I used to think “things” made people happy. In today’s society, how could I not have? As our nation seems to become greedier, I am more and more turned off by money and excess “stuff.” After living with what I actually need and nothing more, I’ve become more responsible with my money, time, and space. I’ve learned to truly appreciate what I do have and treat everything with care. Minimalism has taught me to be happy with myself- not stuff.
Not only do I treat my things with care, I’ve learned to treat myself with more love and compassion, too. It has been a fulfilling year of being my own best friend, but also a bit uncomfortable and lonely. As we go through a spiritual awakening and become the people we are meant to be, we shed old habits, views, and relationships. It’s been a year of ups and downs, but it’s also been a year of strength.
I have better learned who I am, what I actually need, and what matters in life.
Before moving nearly one year ago, I spent much of my life listening to outside influences- not my heart. My intuition always had an answer for me, but I was too nervous to follow its guidance in fear I wouldn’t fit in. It’s true that I have always felt a little “different,” but now I consider my differences gifts, not flaws.
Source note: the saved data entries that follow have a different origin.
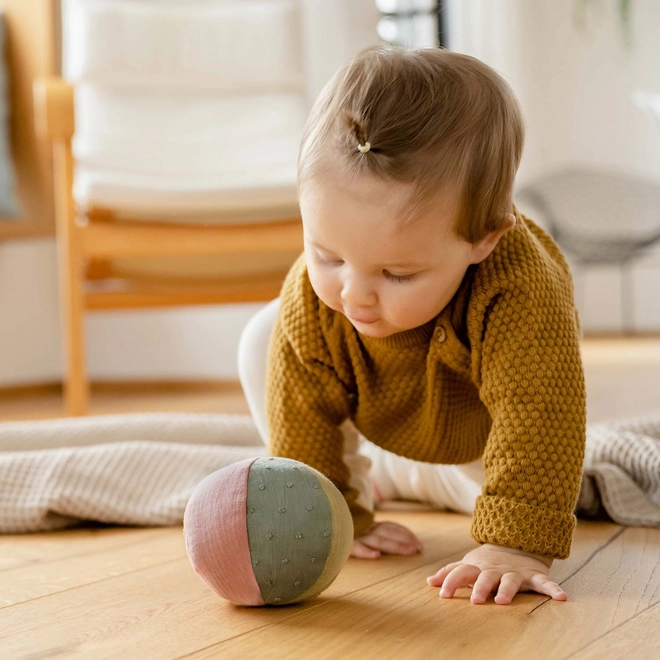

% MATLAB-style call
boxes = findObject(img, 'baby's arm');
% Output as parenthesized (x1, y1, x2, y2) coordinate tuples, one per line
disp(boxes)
(471, 283, 587, 559)
(341, 422, 423, 558)
(266, 314, 375, 536)
(267, 315, 423, 558)
(429, 277, 586, 604)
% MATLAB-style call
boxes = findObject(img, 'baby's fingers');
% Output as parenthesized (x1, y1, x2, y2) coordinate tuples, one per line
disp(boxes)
(373, 522, 424, 552)
(437, 564, 481, 598)
(528, 574, 567, 601)
(493, 572, 525, 605)
(471, 569, 504, 604)
(426, 562, 462, 587)
(366, 533, 420, 556)
(351, 539, 381, 560)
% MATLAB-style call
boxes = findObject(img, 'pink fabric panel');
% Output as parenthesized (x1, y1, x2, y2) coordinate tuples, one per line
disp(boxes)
(184, 457, 264, 606)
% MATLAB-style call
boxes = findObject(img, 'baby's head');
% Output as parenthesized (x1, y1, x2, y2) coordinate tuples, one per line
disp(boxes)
(298, 46, 524, 338)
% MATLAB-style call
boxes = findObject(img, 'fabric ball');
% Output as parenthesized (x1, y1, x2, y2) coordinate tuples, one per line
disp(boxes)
(184, 457, 354, 606)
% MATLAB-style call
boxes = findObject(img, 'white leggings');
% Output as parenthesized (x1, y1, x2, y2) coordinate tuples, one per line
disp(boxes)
(237, 299, 486, 516)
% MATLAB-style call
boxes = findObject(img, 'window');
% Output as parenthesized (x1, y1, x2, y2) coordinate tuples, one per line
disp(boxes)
(375, 0, 446, 49)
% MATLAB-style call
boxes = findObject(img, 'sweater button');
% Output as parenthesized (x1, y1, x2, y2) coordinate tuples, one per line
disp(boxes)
(435, 326, 447, 343)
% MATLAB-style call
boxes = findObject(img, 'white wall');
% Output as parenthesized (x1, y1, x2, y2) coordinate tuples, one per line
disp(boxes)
(0, 239, 61, 385)
(447, 0, 660, 332)
(448, 0, 660, 181)
(518, 0, 660, 181)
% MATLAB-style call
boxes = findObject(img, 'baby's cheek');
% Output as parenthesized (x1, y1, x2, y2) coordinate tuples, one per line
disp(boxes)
(389, 287, 438, 327)
(308, 268, 339, 311)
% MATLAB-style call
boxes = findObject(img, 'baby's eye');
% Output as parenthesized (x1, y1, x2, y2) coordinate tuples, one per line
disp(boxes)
(316, 253, 343, 266)
(383, 270, 416, 283)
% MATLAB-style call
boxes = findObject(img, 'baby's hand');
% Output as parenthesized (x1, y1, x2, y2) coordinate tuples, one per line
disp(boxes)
(426, 543, 566, 605)
(351, 521, 424, 559)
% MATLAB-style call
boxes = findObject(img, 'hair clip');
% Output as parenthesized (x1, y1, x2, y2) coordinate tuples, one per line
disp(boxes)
(357, 141, 371, 153)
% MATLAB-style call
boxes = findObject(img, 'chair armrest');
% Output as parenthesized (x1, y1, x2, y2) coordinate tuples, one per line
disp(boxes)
(33, 77, 75, 140)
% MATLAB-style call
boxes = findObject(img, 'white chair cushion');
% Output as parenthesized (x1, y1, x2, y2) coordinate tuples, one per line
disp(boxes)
(73, 169, 300, 219)
(62, 0, 381, 217)
(63, 0, 304, 93)
(73, 87, 306, 178)
(71, 88, 306, 216)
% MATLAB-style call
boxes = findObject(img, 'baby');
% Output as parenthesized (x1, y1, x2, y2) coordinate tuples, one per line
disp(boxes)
(238, 46, 586, 606)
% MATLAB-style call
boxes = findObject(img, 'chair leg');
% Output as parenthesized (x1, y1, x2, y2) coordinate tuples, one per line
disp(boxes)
(52, 138, 89, 416)
(60, 247, 88, 416)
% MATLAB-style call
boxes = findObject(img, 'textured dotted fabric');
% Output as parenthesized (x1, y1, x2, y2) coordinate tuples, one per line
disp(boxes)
(246, 458, 333, 605)
(266, 212, 587, 559)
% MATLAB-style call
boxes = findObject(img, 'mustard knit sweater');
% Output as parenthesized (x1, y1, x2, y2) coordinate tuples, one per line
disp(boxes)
(266, 213, 587, 559)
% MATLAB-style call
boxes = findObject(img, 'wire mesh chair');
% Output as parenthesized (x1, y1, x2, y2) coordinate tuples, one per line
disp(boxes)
(518, 167, 660, 333)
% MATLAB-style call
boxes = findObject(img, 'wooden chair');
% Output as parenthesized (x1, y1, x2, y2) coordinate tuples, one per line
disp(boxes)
(33, 77, 303, 416)
(30, 1, 380, 417)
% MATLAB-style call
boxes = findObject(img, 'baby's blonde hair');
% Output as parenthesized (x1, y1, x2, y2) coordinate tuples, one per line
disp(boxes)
(298, 46, 525, 244)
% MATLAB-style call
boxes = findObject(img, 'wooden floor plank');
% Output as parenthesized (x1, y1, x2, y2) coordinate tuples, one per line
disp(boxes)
(0, 513, 626, 660)
(188, 525, 660, 660)
(0, 513, 469, 658)
(0, 559, 237, 659)
(0, 512, 465, 612)
(0, 381, 250, 422)
(0, 526, 170, 572)
(567, 602, 660, 659)
(0, 528, 184, 607)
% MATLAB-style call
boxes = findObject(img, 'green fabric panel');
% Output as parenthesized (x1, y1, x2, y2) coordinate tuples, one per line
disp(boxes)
(246, 458, 333, 605)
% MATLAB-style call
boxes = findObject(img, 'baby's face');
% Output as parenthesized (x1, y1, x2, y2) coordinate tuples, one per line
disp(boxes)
(299, 173, 477, 338)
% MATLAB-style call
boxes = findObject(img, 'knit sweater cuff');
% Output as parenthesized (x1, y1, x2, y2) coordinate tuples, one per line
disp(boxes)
(352, 504, 375, 538)
(471, 495, 577, 559)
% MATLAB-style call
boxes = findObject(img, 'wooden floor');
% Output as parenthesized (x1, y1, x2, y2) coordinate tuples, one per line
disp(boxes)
(1, 337, 660, 659)
(1, 512, 658, 659)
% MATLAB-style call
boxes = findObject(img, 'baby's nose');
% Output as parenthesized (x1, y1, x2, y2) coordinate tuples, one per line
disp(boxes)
(341, 277, 377, 308)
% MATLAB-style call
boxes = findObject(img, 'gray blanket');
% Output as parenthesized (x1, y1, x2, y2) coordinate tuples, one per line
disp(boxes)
(576, 415, 660, 526)
(0, 412, 658, 534)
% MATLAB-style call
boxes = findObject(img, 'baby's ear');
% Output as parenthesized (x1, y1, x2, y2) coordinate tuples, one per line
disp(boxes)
(469, 214, 516, 264)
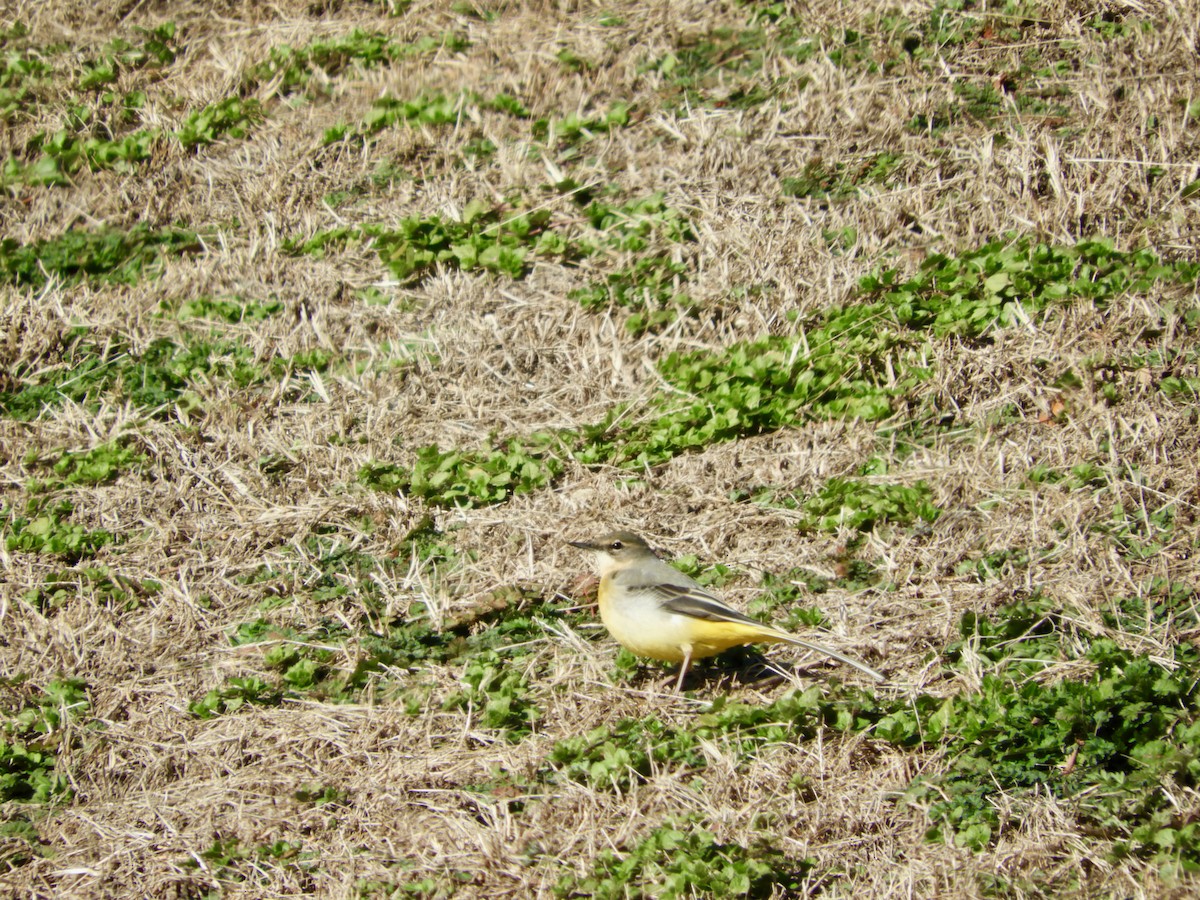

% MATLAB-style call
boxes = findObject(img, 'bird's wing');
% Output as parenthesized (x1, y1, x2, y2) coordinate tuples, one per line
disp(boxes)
(642, 581, 886, 682)
(641, 582, 768, 629)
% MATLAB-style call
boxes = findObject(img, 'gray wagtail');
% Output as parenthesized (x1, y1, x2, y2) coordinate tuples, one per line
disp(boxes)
(570, 530, 884, 691)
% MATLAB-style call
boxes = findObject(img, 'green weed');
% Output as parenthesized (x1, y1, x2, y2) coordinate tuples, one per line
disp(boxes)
(0, 332, 332, 421)
(572, 319, 904, 468)
(532, 102, 629, 151)
(857, 237, 1198, 340)
(781, 153, 900, 201)
(556, 821, 810, 898)
(0, 45, 54, 121)
(1096, 499, 1179, 560)
(1160, 376, 1200, 404)
(1103, 579, 1198, 635)
(749, 570, 829, 630)
(954, 546, 1041, 583)
(1, 677, 89, 803)
(373, 202, 558, 282)
(22, 566, 160, 613)
(287, 201, 568, 283)
(793, 477, 940, 532)
(322, 91, 473, 144)
(359, 437, 562, 508)
(3, 127, 159, 184)
(0, 815, 46, 872)
(647, 26, 810, 109)
(24, 439, 145, 489)
(294, 782, 349, 807)
(548, 717, 700, 792)
(875, 597, 1200, 870)
(0, 224, 199, 288)
(0, 22, 173, 124)
(548, 591, 1200, 874)
(570, 255, 694, 335)
(583, 193, 696, 250)
(442, 651, 540, 740)
(177, 96, 263, 148)
(181, 837, 310, 886)
(77, 22, 177, 90)
(3, 499, 117, 561)
(244, 29, 467, 97)
(0, 742, 68, 804)
(188, 676, 284, 718)
(347, 235, 1194, 504)
(169, 295, 284, 323)
(197, 541, 572, 717)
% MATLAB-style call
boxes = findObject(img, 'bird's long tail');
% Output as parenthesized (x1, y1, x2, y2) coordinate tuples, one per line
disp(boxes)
(764, 629, 884, 682)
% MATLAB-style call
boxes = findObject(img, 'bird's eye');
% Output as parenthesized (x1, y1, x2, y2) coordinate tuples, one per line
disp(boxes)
(609, 540, 623, 551)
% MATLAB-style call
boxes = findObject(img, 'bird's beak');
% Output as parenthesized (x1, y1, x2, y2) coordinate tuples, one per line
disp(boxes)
(568, 539, 600, 551)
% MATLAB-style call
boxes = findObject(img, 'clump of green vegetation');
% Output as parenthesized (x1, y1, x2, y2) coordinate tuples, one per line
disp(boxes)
(77, 22, 178, 90)
(781, 152, 901, 200)
(359, 437, 563, 507)
(532, 102, 630, 151)
(286, 200, 570, 283)
(560, 191, 701, 332)
(877, 597, 1200, 873)
(443, 651, 540, 740)
(547, 686, 887, 794)
(1, 677, 89, 803)
(548, 717, 699, 792)
(24, 438, 146, 489)
(1095, 498, 1180, 561)
(346, 235, 1195, 508)
(2, 441, 147, 566)
(3, 127, 160, 184)
(0, 42, 55, 122)
(572, 318, 902, 468)
(0, 20, 175, 129)
(193, 524, 575, 725)
(322, 91, 474, 143)
(794, 477, 940, 532)
(180, 837, 310, 886)
(1027, 461, 1109, 491)
(2, 499, 117, 561)
(0, 224, 199, 288)
(569, 255, 695, 336)
(582, 193, 696, 250)
(0, 23, 267, 185)
(22, 566, 161, 613)
(749, 569, 829, 630)
(555, 821, 810, 898)
(1103, 579, 1198, 635)
(372, 202, 561, 282)
(547, 591, 1200, 874)
(176, 96, 263, 148)
(733, 475, 940, 535)
(0, 332, 332, 421)
(0, 814, 46, 871)
(243, 29, 468, 97)
(572, 236, 1195, 469)
(188, 676, 285, 719)
(321, 87, 629, 157)
(288, 191, 692, 297)
(168, 295, 284, 323)
(858, 236, 1199, 339)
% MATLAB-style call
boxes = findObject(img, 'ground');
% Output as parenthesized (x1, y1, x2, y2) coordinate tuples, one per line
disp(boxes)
(2, 0, 1200, 897)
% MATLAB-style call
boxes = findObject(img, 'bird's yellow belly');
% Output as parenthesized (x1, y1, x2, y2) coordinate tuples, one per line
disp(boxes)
(598, 587, 777, 662)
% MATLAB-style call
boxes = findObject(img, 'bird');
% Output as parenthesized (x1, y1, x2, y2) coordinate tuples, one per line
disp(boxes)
(569, 529, 884, 691)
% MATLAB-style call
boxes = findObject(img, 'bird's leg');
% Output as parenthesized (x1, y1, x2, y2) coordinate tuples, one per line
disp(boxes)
(674, 646, 693, 693)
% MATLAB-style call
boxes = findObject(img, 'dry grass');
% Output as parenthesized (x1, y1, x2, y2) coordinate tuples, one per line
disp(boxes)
(2, 0, 1200, 897)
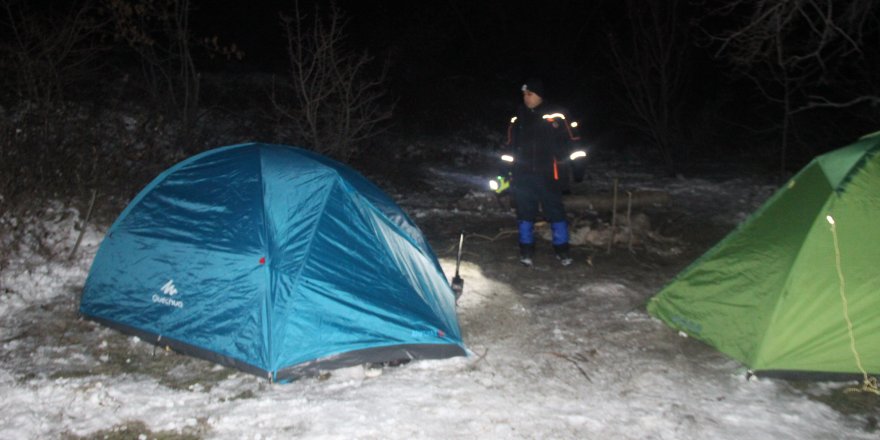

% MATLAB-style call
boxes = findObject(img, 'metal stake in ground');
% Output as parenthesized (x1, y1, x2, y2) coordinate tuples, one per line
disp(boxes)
(451, 231, 465, 300)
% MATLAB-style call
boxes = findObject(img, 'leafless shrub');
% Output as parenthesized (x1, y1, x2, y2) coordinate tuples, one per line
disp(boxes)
(706, 0, 880, 172)
(0, 0, 108, 117)
(607, 0, 690, 174)
(104, 0, 200, 141)
(273, 2, 394, 162)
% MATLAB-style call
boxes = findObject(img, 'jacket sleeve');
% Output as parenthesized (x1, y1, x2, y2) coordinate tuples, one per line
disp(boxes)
(562, 113, 587, 182)
(548, 107, 581, 156)
(553, 108, 587, 182)
(499, 115, 518, 174)
(504, 115, 517, 149)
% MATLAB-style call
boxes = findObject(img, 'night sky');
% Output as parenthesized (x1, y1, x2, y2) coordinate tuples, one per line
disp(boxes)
(195, 1, 675, 144)
(199, 1, 616, 93)
(191, 1, 879, 164)
(7, 0, 879, 171)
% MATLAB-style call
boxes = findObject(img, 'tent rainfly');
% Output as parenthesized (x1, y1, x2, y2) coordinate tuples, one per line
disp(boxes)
(81, 143, 466, 382)
(648, 132, 880, 380)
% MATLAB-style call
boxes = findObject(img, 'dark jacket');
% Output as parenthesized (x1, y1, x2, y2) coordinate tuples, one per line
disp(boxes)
(504, 102, 580, 182)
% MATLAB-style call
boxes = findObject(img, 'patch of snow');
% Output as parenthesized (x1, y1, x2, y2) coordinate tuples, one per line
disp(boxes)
(0, 172, 874, 439)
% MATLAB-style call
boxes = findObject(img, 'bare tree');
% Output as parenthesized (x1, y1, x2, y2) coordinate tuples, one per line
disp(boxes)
(607, 0, 690, 174)
(0, 0, 110, 201)
(0, 0, 107, 112)
(104, 0, 203, 143)
(708, 0, 880, 173)
(273, 2, 393, 162)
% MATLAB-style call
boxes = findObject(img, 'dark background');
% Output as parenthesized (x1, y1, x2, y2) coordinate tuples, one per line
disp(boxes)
(189, 0, 879, 166)
(195, 1, 618, 133)
(2, 0, 879, 203)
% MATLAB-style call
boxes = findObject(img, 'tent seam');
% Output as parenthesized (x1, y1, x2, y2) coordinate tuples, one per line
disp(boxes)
(359, 200, 460, 337)
(285, 171, 339, 305)
(257, 146, 275, 379)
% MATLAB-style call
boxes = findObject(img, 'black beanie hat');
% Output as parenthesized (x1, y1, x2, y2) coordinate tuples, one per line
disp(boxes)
(521, 78, 545, 98)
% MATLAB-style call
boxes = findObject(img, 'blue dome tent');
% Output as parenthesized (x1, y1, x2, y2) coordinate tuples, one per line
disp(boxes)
(80, 143, 466, 381)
Today I wouldn’t want to be anyone else.
I used to spend my energy concerned about what other people thought of me- instead of using my creative talents, I hid them. Instead of continuing projects, I stopped in fear of failure. Conflicting views and opinions left me confused, anxious, and depressed- so when I moved last year, I decided it was time to stop. Nobody knew me in Boston, so what did I have to lose?
I can’t control what others say, think, or do- so I might as well stay true to myself.
Although I am staying in Massachusetts this year, I will have my “family of intent” to share Thanksgiving with. We all have the family we are born into, but we also have special people who are in alignment with our souls. I consider this my “tribe;” the friends who have encouraged me to write, to be myself, and to follow my heart. Once I learned to value myself, compatible people and opportunities began appearing in my life. While much of my past has been shed this past year- old pain, fears, insecurities, and habits, I am so grateful for the new relationships that have helped strengthen and guide me along the way.
This year, I am thankful for growth.